Ensemble learning is akin to using the collective wisdom of a group of experts, each with their unique insights and expertise. Just as we seek advice from various individuals when making significant decisions, ensemble learning combines the strengths of different machine learning models to make more accurate predictions. By doing so, ensemble methods often outperform individual models, providing a solid foundation for informed financial decision-making.

Enhanced Robustness:

In the dynamic world of finance, where uncertainty and market volatility are constant companions, robust predictions are paramount. Ensemble methods bolster the robustness of predictive models by mitigating the risks associated with relying on a single model. This is achieved by introducing diversity among models, which means that the potential biases and limitations of any single model are counterbalanced by the collective intelligence of the ensemble. The result is a more resilient approach to financial strategy, capable of weathering unexpected shifts in the market.

Real-World Examples:

The real-world impact of ensemble methods in the realm of finance is profound and far-reaching. They find applications in diverse areas, such as portfolio optimization, fraud detection, and credit scoring. In portfolio optimization, ensemble techniques help in making well-informed investment decisions by combining the forecasts of multiple models. For fraud detection, the ability to identify subtle patterns indicative of fraudulent activity is significantly enhanced. When it comes to credit scoring, ensemble models improve the accuracy of determining creditworthiness, thereby facilitating responsible lending and risk management practices. These practical examples showcase the versatility and efficacy of ensemble methods, making them invaluable tools in the financial industry. We have in the technical section demonstrated how this applies to real-world data

Reduced Overfitting:

Overfitting, a common pitfall in financial modeling, occurs when a model fits the training data so closely that it fails to generalize effectively to new, unseen data. Ensemble methods act as a safeguard against this issue. By amalgamating the insights of multiple models, the risk of overfitting is reduced. Each model contributes its unique perspective, and through the ensemble, the collective intelligence ensures that predictions remain accurate and reliable across various scenarios. This mitigation of overfitting is especially critical in financial decision-making, where the stakes are high and the consequences of poor predictions can be significant.

Optimizing Profitability:

In the finance sector, profitability is the ultimate goal. Ensemble methods play a pivotal role in achieving this objective. By improving the accuracy and stability of predictions, ensemble techniques contribute to more profitable investment strategies and enhanced risk management. The combination of diverse models, each excelling in different facets of financial analysis, results in more well-informed decisions. This, in turn, translates to better returns on investments and a reduction in the potential for financial losses. As such, ensemble methods become valuable allies in the pursuit of financial success.
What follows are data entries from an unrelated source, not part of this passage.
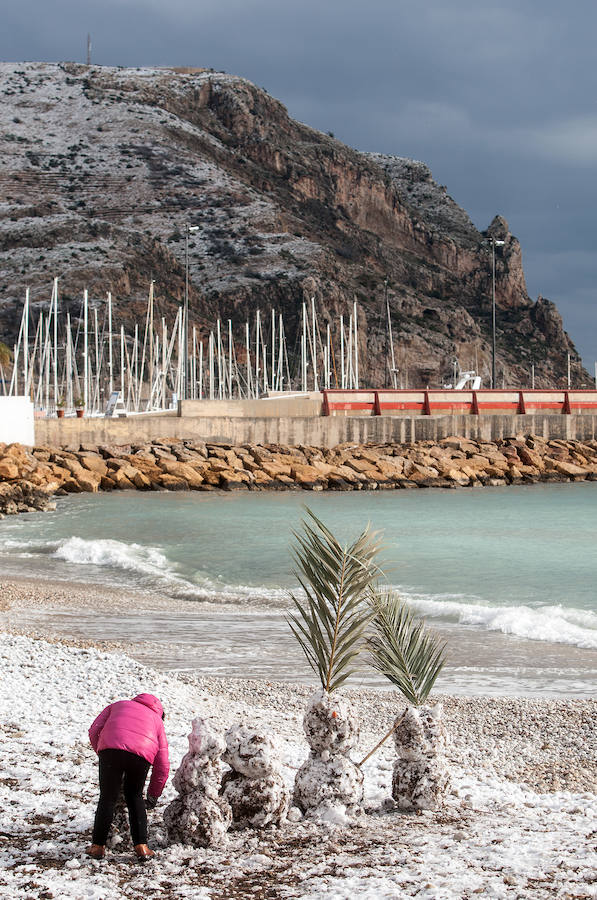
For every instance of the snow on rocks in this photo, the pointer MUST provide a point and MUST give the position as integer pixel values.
(328, 785)
(420, 778)
(494, 837)
(199, 816)
(254, 786)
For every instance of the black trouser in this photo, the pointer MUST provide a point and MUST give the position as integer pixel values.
(121, 768)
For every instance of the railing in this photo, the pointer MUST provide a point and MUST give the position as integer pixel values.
(441, 402)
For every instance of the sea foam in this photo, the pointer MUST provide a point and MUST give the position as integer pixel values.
(554, 624)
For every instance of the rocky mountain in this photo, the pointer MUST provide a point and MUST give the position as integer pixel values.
(102, 170)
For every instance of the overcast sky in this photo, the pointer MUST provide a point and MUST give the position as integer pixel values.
(498, 98)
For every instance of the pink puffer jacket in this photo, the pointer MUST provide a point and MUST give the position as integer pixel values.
(137, 726)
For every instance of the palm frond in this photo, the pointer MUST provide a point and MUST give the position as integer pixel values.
(331, 620)
(403, 649)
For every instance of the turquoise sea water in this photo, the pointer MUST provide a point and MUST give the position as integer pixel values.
(500, 570)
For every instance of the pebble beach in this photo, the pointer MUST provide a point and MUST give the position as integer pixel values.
(519, 820)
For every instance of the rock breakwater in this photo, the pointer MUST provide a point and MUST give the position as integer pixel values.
(30, 477)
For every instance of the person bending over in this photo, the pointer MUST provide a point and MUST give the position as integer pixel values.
(129, 738)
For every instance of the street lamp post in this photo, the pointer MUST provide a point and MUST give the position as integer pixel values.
(189, 229)
(494, 244)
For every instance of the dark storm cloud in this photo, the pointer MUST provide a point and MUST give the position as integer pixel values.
(499, 99)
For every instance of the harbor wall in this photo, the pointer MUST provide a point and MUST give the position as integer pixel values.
(318, 431)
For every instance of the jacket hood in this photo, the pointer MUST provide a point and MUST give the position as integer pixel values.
(152, 702)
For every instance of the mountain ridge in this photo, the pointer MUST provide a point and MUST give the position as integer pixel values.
(103, 169)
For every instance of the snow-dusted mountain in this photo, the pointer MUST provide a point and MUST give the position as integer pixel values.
(102, 169)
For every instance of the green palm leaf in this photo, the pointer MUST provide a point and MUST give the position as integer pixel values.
(331, 620)
(403, 649)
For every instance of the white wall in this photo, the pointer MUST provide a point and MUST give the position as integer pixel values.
(16, 421)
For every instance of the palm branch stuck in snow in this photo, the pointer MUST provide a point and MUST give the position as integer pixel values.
(331, 620)
(403, 649)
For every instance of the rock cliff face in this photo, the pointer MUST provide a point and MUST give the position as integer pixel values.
(102, 169)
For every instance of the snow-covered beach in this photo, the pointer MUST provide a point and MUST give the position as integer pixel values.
(520, 821)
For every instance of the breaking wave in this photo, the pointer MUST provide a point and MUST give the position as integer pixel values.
(555, 624)
(149, 568)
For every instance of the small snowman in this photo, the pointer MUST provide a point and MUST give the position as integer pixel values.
(329, 784)
(254, 786)
(199, 815)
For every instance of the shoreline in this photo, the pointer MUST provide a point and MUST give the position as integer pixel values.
(193, 636)
(516, 823)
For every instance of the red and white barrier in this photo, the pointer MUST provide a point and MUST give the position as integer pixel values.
(444, 402)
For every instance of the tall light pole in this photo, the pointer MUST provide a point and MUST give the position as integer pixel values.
(189, 229)
(494, 244)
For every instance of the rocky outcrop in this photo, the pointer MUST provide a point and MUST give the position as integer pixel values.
(29, 478)
(282, 212)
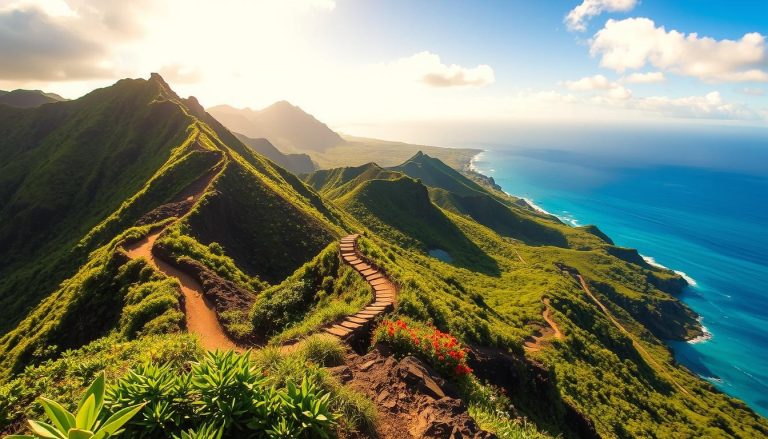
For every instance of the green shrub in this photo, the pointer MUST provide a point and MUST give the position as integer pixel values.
(87, 423)
(164, 393)
(225, 394)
Overall, ensemble learning stands as a fundamental and evolving tool in the realm of financial analytics. Its power lies in the synergy it creates by amalgamating the wisdom of multiple models. The significance of ensemble methods in the financial industry is underscored by their ability to enhance robustness, mitigate overfitting, and optimize profitability.